The BlueStore backend replaced FileStore after years of performance issues¶
Ceph originally stored objects on top of a local filesystem (XFS or btrfs) via FileStore. This added overhead because Ceph's journaling duplicated the filesystem's own journaling. BlueStore, introduced in the Luminous release (2017), writes directly to raw block devices, eliminating the double-write penalty and improving performance by 2x.
CERN runs one of the largest Ceph clusters in the world¶
CERN, the European Organization for Nuclear Research, operates Ceph clusters totaling over 50 petabytes to store data from the Large Hadron Collider. Their deployment has pushed Ceph to scales few other organizations have attempted and has driven improvements to Ceph's performance at extreme scale.

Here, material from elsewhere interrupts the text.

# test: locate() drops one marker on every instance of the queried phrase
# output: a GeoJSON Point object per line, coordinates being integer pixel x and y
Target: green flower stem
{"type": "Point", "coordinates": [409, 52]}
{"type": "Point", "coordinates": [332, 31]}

Ceph releases are named alphabetically after marine creatures¶
Each major Ceph release is named after a marine creature in alphabetical order: Argonaut, Bobtail, Cuttlefish, Dumpling, Emperor, Firefly, Giant, Hammer, Infernalis, Jewel, Kraken, Luminous, Mimic, Nautilus, Octopus, Pacific, Quincy, Reef, and Squid. The nautical naming convention ties back to the cephalopod origin.
A single misconfigured OSD can degrade an entire cluster¶
One of Ceph's operational challenges is that a single slow or misconfigured OSD (Object Storage Daemon) can cause latency spikes across the entire cluster due to the way CRUSH distributes data. The "slow OSD" problem has been the subject of extensive engineering effort, including the addition of OSD heartbeat and blacklisting mechanisms.
Ceph monitors use Paxos consensus, not Raft¶
Ceph's monitor daemons use a variant of the Paxos consensus algorithm rather than the more popular Raft. This was a design decision made in the early 2000s when Paxos was the dominant consensus protocol. When Raft was published in 2013, Ceph had already been using Paxos for years and the cost of switching was prohibitive.